Yard House will soon have company: Seidensticker and his business partner, Brett Decklever, are planning to open an Oak & Stone in Naples by year’s end — what would be location No. 5. The partners opened a second Oak & Stone, in downtown St. Petersburg, following the success of their 2016 debut location, near the Mall at University Town Center. A third location, in south Sarasota off Clark Road, is scheduled to open in in May, followed by a Bradenton store.
In contrast to the traditional bar service, Oak & Stone encourages customers to create their own beer experience with its self-serve tap wall. Customers start a tab when their sensor-embedded bracelet is paired with a payment card. Bracelets are scanned at the tap and billed to the tab by the ounce as customers can sip their way to their favorites.
“It’s a social experience and it takes the intimidation factor out of craft beer which, from personal experience, is real,” says Seidensticker. “Customers can often end up with something they don’t like, so this allows them to experiment and taste different beers. If you taste an ounce that you don’t like, you’re only out a few cents.”
Not wholly dependent on the rising popularity of craft beer, both establishments offer full-bar service. “Besides beer there is wine and craft cocktails,” Rivera says. “We describe our menu as a no-veto menu. There is something for everyone.”
To further broaden the appeal, both Yard House and Oak & Stone claim culinary emphasis that extends beyond typical beer joint and sports bar fare.
“Walking into our building it’s home, it’s fun, it’s energetic, it’s positive,” Rivera says. “There are 30-plus TVs showing different sports events. Our service sets us apart from many others, and our menu caters to people wanting a casual experience to a presentation that’s a lot like fine dining.”
Oak & Stone, says Seidensticker, emphasizes the pairing of food and beer, adding the menu was created to complement the flavor profiles of brews from lagers to stouts.

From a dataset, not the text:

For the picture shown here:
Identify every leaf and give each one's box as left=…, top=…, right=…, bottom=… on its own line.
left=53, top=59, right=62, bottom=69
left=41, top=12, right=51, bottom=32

“Ultimately my partner and I wanted a restaurant, but the beer part was such a cool part of it that we wanted to build a concept around the beer,” Seidensticker says. “In order to do that, we felt it had to be focused on the two things we wanted, one being a really large craft beer selection, and the other offering high-quality food that pairs with high-quality craft beer. We’re not a sports bar, but we have become a popular place to watch games.”
'Keep coming back'
In addition to offering more dining and entertainment options to consumers, the emergence of new beer-centric eateries help raise the profile of local craft brews. With dozens of taps to fill keg rooms they are constantly restocking and rotating selections.
“Our business is driven in large part by the local markets, and typically 75% of our beer comes from the local market,” says Seidensticker. “That allows the community around the restaurant to take a little bit of ownership of it.”
Beer doesn’t have a lengthy shelf life, however, and is effectively expired after about 75 days once in the keg. As a result, properly maintaining the volume of kegs required at establishments such as Yard House and Oak & Stone is paramount and, says Nordquist, could be the difference between success and failure.
“I went to a bar in California that had 200 taps, but the beer was so far gone it was undrinkable,” says Nordquist. “The bartender just shrugged and said it happens sometimes. That’s unacceptable. Managing those taps is a key part of your staff. So is having servers who know about the beer. It takes more training and an extra effort to have a staff that can do that, and it’s the kind of thing that will keep people coming back.”